Korban Banjir Bandang Aceh Tamiang Masih Bertahan di Tenda Darurat
Tiga bulan setelah banjir bandang menerjang Kabupaten Aceh Tamiang pada November 2025, sejumlah korban masih tinggal di tenda darurat. Mereka menunggu kepastian pembangunan hunian sementara (huntara) maupun hunian tetap (huntap). Kondisi yang mereka alami sangat memprihatinkan, dengan berbagai keterbatasan dan tantangan yang terus menghimpit.
Di Kampung Landuh, Kecamatan Rantau, Minggu (1/3/2026), Ponirah (69) masih tinggal di tenda lusuh yang ia dirikan di lahan kosong di desanya. Rumahnya hancur total saat banjir datang, dan sejak itu ia bersama anak serta cucunya tidak memiliki tempat tinggal yang layak. Ia mengaku harus bertahan setiap hari dalam kondisi serba terbatas, menghadapi panas matahari dan debu tebal di sekitar lokasi pengungsian. Situasi tersebut terasa semakin berat karena mereka juga menjalani ibadah puasa.
“Ya saya minta rumah saja. Pokoknya rumah kami bisa dibikin. Kasihan cucu saya seperti ini, kedinginan. Rumah saya hancur, tidak bisa lagi,” kata Ponirah.
Ia merasa kecil hati karena sebagian pengungsi lain sudah didata sebagai penerima huntap yang tengah disiapkan di Kampung Landuh. Ia berharap pemerintah memberikan informasi yang jelas dan merata kepada warga yang belum mendapatkan kepastian bantuan.
“Kami hanya ingin ada kejelasan, supaya bisa sedikit tenang,” ujarnya.
Kondisi serupa juga terlihat di Kampung Kota Lintang Bawah, salah satu wilayah terdampak paling parah. Lokasinya tidak jauh dari pusat pemerintahan kabupaten.

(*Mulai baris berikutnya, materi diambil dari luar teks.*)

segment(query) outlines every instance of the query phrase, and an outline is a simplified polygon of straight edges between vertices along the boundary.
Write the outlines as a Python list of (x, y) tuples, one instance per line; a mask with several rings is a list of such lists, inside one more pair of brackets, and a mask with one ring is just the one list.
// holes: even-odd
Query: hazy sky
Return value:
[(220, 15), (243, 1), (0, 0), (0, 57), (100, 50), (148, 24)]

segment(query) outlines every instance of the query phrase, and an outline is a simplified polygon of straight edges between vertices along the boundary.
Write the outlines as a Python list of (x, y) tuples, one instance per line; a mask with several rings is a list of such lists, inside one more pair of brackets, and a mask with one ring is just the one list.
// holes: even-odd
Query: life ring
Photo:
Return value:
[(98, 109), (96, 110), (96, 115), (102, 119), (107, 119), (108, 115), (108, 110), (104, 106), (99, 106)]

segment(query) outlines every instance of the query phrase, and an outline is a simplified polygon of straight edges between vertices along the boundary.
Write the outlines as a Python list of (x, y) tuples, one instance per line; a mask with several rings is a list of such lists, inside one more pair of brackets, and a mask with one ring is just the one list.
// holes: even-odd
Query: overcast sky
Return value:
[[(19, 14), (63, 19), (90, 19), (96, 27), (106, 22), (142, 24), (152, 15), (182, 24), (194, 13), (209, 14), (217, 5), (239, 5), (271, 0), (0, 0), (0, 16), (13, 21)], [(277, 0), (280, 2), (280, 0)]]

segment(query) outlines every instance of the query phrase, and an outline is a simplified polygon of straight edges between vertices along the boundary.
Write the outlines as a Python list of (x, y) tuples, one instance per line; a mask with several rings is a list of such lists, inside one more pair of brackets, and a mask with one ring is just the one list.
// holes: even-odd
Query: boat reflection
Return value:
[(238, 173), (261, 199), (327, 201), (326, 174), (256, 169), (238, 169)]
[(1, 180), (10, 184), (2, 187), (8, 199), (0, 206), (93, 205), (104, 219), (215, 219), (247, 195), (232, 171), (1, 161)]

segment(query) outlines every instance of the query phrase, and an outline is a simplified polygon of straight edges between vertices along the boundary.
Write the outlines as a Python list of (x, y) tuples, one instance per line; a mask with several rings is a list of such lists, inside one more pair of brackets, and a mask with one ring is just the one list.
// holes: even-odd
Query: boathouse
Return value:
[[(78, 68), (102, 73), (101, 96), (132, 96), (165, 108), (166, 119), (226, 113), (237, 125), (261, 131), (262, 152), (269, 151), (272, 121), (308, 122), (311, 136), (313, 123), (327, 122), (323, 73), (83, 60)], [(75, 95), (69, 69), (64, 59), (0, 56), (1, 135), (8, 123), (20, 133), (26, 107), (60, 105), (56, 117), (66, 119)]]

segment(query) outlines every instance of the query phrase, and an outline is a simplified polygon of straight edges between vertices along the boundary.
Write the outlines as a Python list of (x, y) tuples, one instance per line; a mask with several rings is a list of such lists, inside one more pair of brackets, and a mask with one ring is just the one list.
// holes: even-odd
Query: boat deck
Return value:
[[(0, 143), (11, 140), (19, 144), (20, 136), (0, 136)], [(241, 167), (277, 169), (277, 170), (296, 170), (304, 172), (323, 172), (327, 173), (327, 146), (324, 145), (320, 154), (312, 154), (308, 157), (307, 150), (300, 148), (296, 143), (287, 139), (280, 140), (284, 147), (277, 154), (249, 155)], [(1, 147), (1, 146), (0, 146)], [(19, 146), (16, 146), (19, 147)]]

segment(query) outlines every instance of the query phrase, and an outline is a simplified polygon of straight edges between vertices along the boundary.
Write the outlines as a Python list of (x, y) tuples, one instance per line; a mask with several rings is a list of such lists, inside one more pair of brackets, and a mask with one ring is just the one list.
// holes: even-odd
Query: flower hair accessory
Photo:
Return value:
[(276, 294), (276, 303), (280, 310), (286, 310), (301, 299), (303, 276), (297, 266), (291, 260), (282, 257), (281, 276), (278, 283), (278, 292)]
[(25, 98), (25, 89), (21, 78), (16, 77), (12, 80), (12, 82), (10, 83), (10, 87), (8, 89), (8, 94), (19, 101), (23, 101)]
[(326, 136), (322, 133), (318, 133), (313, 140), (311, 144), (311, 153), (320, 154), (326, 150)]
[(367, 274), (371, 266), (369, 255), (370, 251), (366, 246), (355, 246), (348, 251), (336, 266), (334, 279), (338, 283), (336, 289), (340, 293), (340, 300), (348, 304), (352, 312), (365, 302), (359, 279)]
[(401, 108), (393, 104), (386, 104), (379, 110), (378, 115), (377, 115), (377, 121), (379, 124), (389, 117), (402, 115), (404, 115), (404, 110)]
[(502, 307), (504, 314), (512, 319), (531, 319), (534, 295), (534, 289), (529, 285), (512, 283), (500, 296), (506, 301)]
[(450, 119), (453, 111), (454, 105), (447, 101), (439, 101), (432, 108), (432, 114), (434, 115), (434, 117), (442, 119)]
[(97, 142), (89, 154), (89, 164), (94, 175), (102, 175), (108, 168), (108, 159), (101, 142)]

Hingga kini, banyak warga masih hidup dalam keterbatasan. Kerusakan di kawasan itu masih tampak jelas. Sejumlah rumah masih tertimbun lumpur yang telah mengeras, sebagian bangunan bahkan dipenuhi semak. Anak-anak terlihat masih beraktivitas dan mandi di sekitar puing rumah yang hancur.
Upaya Pemerintah untuk Mempercepat Pembangunan Huntara
Sebelumnya, Menteri Pekerjaan Umum RI, Dody Hanggodo menyatakan pemerintah akan mempercepat penyelesaian huntara bagi warga terdampak di Aceh Tamiang.

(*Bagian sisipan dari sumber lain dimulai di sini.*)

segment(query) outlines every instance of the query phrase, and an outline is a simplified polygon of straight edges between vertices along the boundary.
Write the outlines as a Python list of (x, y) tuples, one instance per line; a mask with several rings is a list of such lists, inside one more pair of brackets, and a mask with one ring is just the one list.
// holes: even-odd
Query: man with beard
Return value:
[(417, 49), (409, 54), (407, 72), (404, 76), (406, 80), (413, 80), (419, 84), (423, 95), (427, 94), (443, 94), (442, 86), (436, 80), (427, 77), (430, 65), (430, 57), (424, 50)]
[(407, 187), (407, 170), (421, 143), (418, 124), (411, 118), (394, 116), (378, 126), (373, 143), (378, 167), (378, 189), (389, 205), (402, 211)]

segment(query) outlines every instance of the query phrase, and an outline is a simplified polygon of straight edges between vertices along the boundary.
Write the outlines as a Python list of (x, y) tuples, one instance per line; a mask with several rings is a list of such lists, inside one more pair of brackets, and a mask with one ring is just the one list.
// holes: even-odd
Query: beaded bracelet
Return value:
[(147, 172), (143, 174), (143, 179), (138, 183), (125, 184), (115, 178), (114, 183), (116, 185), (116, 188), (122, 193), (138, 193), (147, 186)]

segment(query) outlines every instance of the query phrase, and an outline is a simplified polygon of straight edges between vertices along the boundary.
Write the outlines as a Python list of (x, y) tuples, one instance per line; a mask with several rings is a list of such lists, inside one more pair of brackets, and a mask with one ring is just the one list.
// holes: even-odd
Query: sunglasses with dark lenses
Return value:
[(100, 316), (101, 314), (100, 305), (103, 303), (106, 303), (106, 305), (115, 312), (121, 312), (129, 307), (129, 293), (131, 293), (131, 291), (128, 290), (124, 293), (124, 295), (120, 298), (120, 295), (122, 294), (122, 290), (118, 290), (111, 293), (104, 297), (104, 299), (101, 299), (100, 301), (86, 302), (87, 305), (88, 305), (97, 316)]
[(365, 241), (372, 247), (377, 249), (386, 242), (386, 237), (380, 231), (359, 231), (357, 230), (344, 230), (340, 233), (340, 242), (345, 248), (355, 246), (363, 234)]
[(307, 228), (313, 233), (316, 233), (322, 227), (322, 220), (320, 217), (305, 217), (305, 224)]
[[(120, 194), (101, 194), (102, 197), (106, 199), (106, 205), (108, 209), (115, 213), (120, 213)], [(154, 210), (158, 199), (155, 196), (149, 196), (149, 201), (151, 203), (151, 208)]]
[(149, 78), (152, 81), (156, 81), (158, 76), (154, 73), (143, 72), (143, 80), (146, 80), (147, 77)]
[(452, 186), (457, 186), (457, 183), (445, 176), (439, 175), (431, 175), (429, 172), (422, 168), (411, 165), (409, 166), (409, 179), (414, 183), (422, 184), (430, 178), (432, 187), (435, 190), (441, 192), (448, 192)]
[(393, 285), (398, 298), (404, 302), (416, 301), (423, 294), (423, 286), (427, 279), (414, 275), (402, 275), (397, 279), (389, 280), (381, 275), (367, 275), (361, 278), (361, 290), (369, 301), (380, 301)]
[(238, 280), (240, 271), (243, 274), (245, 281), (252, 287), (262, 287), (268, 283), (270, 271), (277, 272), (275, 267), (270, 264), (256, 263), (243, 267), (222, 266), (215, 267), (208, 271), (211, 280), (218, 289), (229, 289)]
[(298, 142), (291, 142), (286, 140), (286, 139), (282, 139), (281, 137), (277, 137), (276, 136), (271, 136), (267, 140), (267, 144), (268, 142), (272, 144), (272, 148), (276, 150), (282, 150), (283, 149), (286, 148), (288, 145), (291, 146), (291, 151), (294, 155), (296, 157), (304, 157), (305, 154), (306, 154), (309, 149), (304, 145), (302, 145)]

“Ada empat titik lagi yang diminta untuk kita kerjakan di Tamiang. Insyaallah kita kejar supaya para pengungsi bisa segera menempati huntara,” kata Dody saat sahur bersama warga di Huntara 2 Desa Bundar, Kecamatan Karang Baru, Rabu (25/2/2026).
Secara nasional, Kementerian PU mencatat telah membangun sedikitnya 102 blok hunian sementara di berbagai daerah terdampak bencana, dan jumlah tersebut terus bertambah mengikuti usulan pemerintah daerah melalui BNPB.
Namun bagi sebagian korban di Aceh Tamiang, termasuk Ponirah, janji pembangunan itu masih menjadi harapan yang belum terwujud, sementara hari-hari mereka tetap berlalu di bawah tenda darurat.
Harapan Warga Terdampak
Warga terdampak berharap agar pemerintah dapat segera menyelesaikan pembangunan huntara dan huntap. Mereka juga meminta transparansi dan kejelasan dalam proses pendataan serta distribusi bantuan. Selain itu, kebutuhan dasar seperti air bersih, makanan, dan perlindungan kesehatan juga masih menjadi prioritas utama.
Beberapa warga mengeluhkan kurangnya koordinasi antara pemerintah daerah dan lembaga bantuan, sehingga proses bantuan terkadang terlambat atau tidak tepat sasaran. Mereka berharap pemerintah dapat lebih proaktif dalam menangani situasi darurat dan memastikan kebutuhan warga terpenuhi secara merata.
Ponirah dan keluarganya tetap berharap bahwa suatu hari nanti, mereka dapat kembali tinggal di rumah yang layak. Namun hingga saat ini, mereka masih harus bertahan di bawah tenda darurat, menghadapi berbagai tantangan dan ketidakpastian.